Reading and Writing Data
Big idea: Most PMx errors start at data import.
Controlling how data enters your project is as important as modeling it.
Learning Objectives
By the end of this lesson, you will be able to:
- Read common tabular file formats into R.
- Understand and control column type guessing.
- Write data back to disk reproducibly.
- Distinguish raw, cleaned, and modeling-ready datasets.
- Use project-safe paths so your code runs on any machine.
Setup
library(tidyverse)Key Ideas
Data import is a structural decision.
In PMx workflows:
- The first read defines column types.
- Column types influence joins, summaries, and modeling behavior.
- File paths determine whether your project is reproducible.
- Raw data should never be modified in place.
Importing data is not a mechanical step — it sets the foundation for everything downstream.
A single incorrect column type (e.g., ID read as character instead of numeric) can silently break joins and modeling logic.

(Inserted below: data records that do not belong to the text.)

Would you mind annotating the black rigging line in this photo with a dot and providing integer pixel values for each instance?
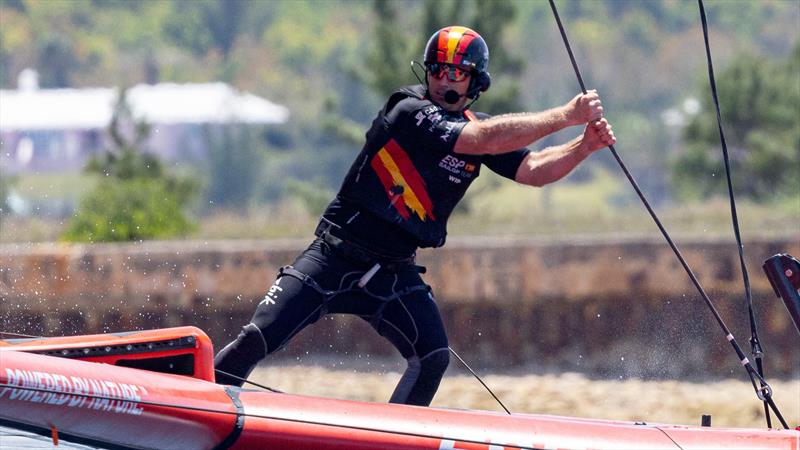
(478, 378)
(244, 380)
(755, 346)
(764, 391)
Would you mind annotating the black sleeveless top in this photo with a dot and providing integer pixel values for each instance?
(405, 183)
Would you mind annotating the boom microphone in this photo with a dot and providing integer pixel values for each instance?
(452, 97)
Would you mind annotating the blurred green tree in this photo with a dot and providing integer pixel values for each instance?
(136, 198)
(235, 161)
(760, 107)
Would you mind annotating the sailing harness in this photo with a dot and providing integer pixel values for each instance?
(762, 389)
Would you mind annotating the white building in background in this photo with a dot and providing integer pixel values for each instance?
(59, 129)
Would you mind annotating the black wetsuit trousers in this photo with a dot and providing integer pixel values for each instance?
(398, 305)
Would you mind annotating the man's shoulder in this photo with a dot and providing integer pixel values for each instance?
(407, 98)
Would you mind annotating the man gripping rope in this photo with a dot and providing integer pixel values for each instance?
(422, 152)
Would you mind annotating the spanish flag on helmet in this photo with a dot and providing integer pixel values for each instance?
(460, 46)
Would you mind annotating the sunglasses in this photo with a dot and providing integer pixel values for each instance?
(453, 72)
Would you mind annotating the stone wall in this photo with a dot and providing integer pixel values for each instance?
(612, 307)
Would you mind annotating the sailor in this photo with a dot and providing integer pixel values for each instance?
(421, 153)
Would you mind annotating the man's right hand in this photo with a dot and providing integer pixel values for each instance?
(584, 108)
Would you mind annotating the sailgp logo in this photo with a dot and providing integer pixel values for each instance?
(272, 293)
(458, 167)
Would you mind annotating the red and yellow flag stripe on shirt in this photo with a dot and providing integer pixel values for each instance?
(456, 43)
(395, 169)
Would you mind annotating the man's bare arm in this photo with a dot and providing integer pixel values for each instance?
(553, 163)
(509, 132)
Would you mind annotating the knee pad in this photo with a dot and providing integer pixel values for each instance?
(436, 362)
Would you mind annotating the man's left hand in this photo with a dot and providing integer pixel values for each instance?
(598, 134)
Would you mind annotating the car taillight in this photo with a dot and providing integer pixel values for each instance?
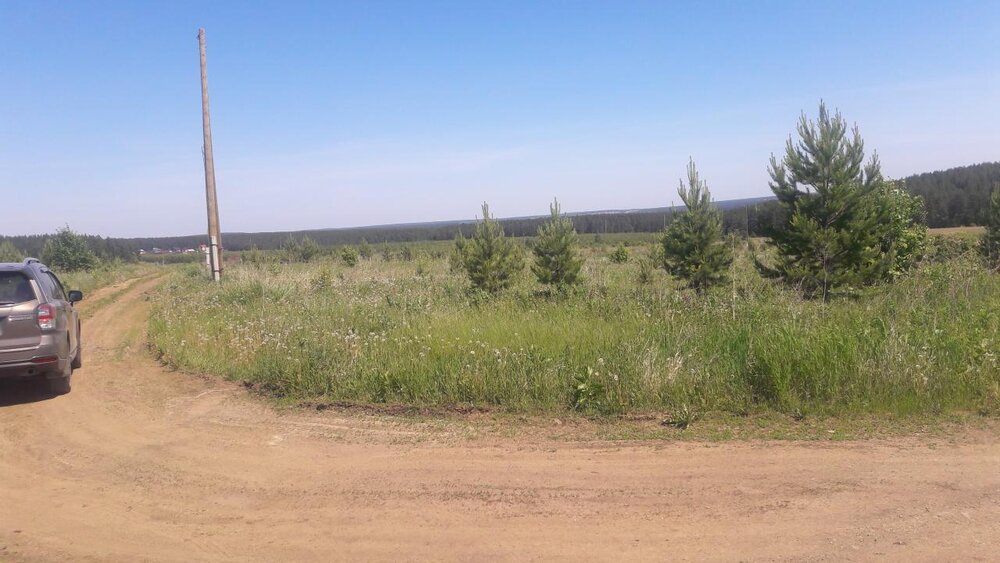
(46, 316)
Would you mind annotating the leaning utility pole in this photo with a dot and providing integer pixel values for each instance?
(214, 235)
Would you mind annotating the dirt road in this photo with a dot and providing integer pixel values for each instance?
(139, 463)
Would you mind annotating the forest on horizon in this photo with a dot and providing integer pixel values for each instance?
(955, 197)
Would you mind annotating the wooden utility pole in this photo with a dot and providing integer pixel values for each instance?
(214, 234)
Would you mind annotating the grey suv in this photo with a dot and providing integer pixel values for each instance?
(39, 327)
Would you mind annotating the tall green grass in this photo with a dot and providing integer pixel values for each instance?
(410, 332)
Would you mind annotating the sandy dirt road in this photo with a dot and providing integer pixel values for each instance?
(142, 464)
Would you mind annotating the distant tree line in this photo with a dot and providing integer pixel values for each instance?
(954, 197)
(102, 248)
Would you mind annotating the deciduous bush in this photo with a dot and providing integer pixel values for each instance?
(989, 245)
(619, 255)
(9, 252)
(349, 255)
(300, 250)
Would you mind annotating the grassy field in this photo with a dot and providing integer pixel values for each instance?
(410, 332)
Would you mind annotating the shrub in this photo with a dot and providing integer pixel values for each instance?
(989, 245)
(693, 249)
(300, 250)
(619, 255)
(68, 251)
(557, 259)
(491, 259)
(365, 250)
(349, 255)
(456, 258)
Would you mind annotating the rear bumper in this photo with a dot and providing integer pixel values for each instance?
(23, 363)
(50, 370)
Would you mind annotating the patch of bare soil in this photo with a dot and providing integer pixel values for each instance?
(140, 463)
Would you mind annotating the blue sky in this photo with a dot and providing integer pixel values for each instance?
(337, 114)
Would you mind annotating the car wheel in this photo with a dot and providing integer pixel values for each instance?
(59, 386)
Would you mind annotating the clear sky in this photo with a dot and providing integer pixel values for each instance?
(336, 114)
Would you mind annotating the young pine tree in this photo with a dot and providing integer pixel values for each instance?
(990, 243)
(837, 230)
(557, 258)
(9, 252)
(693, 248)
(491, 260)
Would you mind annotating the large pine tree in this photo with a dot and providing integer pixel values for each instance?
(693, 249)
(990, 243)
(557, 258)
(839, 229)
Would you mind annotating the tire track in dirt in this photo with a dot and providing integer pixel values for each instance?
(141, 463)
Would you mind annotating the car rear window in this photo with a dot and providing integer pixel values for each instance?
(15, 288)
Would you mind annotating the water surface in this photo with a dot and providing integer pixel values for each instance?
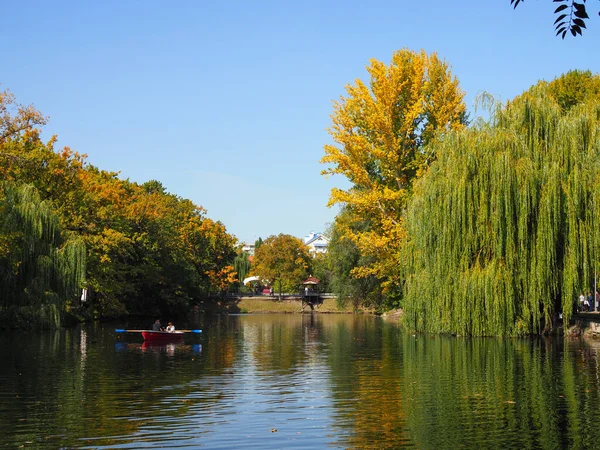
(296, 381)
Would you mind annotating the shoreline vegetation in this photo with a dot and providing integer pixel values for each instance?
(267, 305)
(482, 228)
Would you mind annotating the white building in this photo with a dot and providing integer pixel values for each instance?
(316, 242)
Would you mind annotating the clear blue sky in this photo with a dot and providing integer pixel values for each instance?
(227, 103)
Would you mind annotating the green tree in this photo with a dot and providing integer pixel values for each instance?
(42, 267)
(283, 260)
(343, 258)
(503, 229)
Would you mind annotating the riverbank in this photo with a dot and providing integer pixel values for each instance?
(264, 305)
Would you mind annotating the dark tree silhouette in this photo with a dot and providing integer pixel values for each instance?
(571, 16)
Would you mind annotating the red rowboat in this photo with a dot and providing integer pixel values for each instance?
(162, 336)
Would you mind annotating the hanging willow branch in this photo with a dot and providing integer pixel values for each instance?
(39, 264)
(501, 231)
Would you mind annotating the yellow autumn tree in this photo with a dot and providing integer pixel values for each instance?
(380, 131)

Common Data Formats in PMx
You will most often encounter:
- CSV (
.csv) — safest default
- TSV (
.tsv) — tab-separated
- Excel (
.xlsx) — common but fragile
- Text exports from modeling tools
For reproducible workflows, prefer CSV.
Worked Example 1: Reading CSV Files
pk <- read_csv("data/pk_data.csv")read_csv():
- Reads column names from the first row
- Guesses column types
- Returns a tibble
Worked Example 2: Inspect Column Type Guessing
pk <- read_csv("data/pk_data.csv")Common issues:
- IDs read incorrectly
- Dates misinterpreted
- Numeric columns containing
"."or text
Worked Example 3: Explicit Column Types
pk <- read_csv(
"data/pk_data.csv",
col_types = cols(
ID = col_integer(),
TIME = col_double(),
DV = col_double(),
AMT = col_double()
)
)Be explicit when importing sponsor data or uncontrolled exports.
Worked Example 4: Reading TSV Files
pk <- read_tsv("data/pk_data.tsv")Worked Example 5: Reading Excel (If Required)
library(readxl)
pk <- read_excel("data/pk_data.xlsx")Best practice: convert Excel → CSV once, then work from CSV.

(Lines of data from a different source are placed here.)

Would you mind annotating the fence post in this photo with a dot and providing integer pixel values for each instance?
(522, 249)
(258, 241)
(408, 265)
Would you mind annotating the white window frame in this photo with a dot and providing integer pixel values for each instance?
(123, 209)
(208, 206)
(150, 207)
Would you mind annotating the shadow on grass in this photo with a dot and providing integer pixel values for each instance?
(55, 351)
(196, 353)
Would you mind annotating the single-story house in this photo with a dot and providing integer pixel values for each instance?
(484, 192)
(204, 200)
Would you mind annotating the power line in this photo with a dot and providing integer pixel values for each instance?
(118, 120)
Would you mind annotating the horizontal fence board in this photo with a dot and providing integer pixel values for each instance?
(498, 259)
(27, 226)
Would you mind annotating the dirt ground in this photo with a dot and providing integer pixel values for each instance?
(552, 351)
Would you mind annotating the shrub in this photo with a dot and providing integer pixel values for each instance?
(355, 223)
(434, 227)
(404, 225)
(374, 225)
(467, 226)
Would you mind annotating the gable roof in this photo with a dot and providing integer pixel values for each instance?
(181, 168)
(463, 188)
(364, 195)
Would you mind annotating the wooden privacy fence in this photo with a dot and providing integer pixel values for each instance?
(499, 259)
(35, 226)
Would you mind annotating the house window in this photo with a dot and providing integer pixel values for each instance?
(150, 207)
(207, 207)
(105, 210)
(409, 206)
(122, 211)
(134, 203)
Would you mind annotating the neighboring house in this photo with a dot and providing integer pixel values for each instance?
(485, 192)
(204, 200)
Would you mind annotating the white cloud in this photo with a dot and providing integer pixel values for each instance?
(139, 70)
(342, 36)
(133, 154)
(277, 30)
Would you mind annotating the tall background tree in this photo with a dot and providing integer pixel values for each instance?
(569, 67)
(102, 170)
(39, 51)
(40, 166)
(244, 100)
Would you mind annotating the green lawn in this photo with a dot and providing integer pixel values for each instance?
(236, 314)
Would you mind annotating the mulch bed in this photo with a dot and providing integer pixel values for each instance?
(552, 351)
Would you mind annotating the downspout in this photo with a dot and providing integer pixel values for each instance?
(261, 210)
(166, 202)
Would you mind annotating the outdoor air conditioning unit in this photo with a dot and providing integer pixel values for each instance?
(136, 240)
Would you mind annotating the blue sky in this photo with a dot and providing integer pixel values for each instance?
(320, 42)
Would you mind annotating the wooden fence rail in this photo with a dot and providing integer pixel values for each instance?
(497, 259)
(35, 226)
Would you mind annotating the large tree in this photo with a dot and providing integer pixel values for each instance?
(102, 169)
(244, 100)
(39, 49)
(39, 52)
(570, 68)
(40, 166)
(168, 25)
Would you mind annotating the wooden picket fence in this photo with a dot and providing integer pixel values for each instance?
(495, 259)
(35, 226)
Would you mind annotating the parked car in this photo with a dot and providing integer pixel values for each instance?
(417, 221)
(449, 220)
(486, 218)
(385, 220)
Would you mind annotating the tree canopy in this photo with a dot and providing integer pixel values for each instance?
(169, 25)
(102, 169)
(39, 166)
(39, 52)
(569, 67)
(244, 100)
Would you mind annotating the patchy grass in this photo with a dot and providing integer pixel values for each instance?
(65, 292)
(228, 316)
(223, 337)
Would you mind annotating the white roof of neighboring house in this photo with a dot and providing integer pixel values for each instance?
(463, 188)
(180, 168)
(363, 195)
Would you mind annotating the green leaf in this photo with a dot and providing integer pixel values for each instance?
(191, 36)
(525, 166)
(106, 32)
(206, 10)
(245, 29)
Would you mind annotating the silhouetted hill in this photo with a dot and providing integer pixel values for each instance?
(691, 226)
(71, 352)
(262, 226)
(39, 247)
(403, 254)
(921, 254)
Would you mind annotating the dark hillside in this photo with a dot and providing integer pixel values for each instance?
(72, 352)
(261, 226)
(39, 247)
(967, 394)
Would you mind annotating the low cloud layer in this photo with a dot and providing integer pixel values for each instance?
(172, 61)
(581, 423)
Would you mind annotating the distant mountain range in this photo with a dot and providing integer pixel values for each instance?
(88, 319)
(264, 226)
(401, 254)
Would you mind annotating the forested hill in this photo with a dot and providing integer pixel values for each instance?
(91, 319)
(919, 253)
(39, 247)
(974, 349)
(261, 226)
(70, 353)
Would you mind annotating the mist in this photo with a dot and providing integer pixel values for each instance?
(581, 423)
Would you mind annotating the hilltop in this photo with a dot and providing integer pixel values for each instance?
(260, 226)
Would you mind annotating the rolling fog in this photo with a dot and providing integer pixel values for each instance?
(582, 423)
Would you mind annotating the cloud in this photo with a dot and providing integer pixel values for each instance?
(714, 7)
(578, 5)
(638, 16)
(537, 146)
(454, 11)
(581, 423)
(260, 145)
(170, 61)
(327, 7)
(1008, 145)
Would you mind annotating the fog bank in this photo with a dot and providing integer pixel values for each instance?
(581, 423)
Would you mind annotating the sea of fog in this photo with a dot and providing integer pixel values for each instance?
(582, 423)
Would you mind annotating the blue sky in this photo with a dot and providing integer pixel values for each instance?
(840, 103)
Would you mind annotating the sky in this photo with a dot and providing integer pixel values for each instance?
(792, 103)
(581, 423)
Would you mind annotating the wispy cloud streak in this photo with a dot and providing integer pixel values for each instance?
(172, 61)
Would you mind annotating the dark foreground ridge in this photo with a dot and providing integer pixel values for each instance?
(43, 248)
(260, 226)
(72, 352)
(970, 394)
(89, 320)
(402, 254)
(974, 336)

Worked Example 6: Writing Data
write_csv(pk, "data/pk_clean.csv")Never overwrite raw data.
Raw vs Clean vs Modeling-Ready
Healthy PMx projects separate:
- Raw data (untouched originals)
- Clean data (corrected types, units, labels)
- Modeling-ready data (event-record format, QC’d)

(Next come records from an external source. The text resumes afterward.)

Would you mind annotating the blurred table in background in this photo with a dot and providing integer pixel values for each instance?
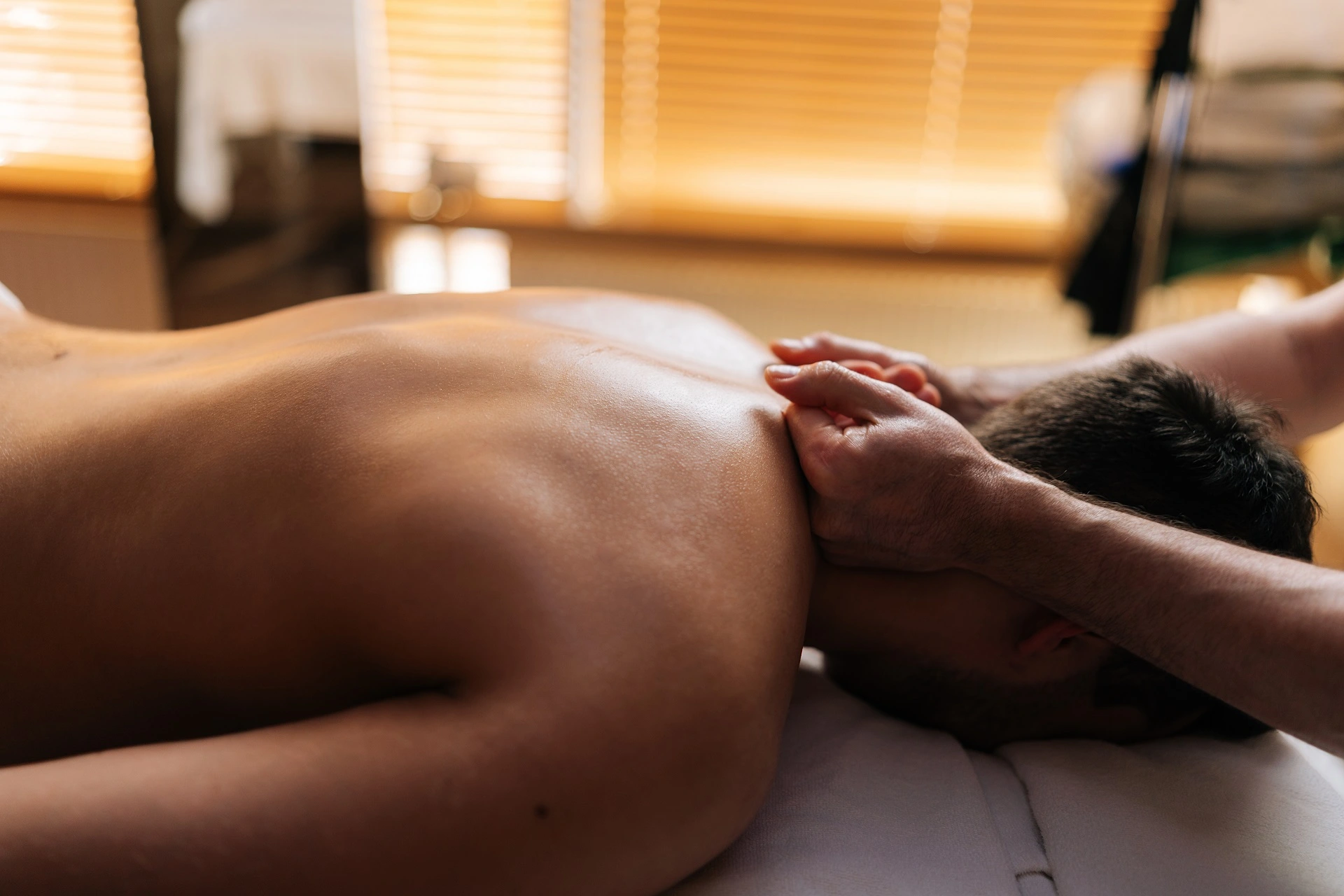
(257, 67)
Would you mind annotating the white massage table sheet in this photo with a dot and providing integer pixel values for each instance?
(864, 805)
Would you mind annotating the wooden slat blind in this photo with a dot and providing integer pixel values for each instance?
(73, 111)
(472, 81)
(866, 121)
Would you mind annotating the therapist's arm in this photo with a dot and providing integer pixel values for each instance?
(906, 486)
(1292, 360)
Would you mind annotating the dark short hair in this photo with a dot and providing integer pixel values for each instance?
(1159, 441)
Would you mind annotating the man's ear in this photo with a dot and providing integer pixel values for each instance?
(1049, 638)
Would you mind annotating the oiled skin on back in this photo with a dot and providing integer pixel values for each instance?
(502, 593)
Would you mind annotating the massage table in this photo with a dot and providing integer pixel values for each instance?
(866, 805)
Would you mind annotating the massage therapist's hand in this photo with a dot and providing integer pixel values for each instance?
(952, 390)
(895, 482)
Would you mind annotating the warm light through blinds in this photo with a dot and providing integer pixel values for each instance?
(482, 83)
(918, 122)
(73, 112)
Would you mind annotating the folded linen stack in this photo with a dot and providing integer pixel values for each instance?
(1265, 148)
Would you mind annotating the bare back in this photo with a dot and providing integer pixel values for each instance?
(547, 500)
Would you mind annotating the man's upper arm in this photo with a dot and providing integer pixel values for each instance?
(417, 794)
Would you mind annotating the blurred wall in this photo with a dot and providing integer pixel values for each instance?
(88, 264)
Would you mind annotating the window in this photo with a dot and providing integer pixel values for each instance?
(73, 113)
(923, 122)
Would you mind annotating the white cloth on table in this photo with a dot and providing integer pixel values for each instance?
(10, 300)
(1186, 816)
(864, 805)
(252, 67)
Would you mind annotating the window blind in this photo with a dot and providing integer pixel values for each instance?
(73, 111)
(917, 122)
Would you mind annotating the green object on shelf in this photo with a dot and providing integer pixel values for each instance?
(1194, 251)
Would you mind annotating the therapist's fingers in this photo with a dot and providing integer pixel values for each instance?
(838, 390)
(907, 377)
(830, 347)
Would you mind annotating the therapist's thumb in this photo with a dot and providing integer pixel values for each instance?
(836, 388)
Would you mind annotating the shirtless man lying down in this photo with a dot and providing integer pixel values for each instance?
(398, 594)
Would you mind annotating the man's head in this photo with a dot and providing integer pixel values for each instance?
(958, 652)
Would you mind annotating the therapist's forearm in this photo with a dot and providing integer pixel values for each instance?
(1294, 360)
(1260, 631)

Clear separation protects reproducibility and auditability.
Worked Example 7: Project-Safe Paths with here()
library(here)
read_csv(here("data", "pk_data.csv"))here() builds paths relative to the project root, making code portable.
Strategies
- Inspect column types immediately after import.
- Be explicit when data quality is uncertain.
- Separate raw, clean, and modeling-ready files.
- Prefer CSV over Excel.
- Use
here()in multi-folder projects. - Document any type overrides you apply.
Common Mistakes
- Trusting automatic type guessing blindly
- Saving cleaned files over raw files
- Hard-coding file paths with
/Users/...
- Mixing Excel and CSV versions of the same file
Practice Problems
- Read a CSV file.
- Display column types.
- Re-read with explicit types.
- Write a cleaned file.
- Read using
here().
library(tidyverse)
library(here)
pk <- read_csv(here("data", "pk_data.csv"))
glimpse(pk)
pk <- read_csv(
here("data", "pk_data.csv"),
col_types = cols(
ID = col_integer(),
TIME = col_double(),
DV = col_double()
)
)
write_csv(pk, here("data", "pk_clean.csv"))Summary
You now know how to:
- Import tabular data safely
- Control column types
- Write reproducible output files
- Avoid fragile file paths
Good data hygiene starts at import.
- Inspect types immediately.
- CSV is safest.
- Never overwrite raw data.
- Use project-relative paths.
- Document any type overrides.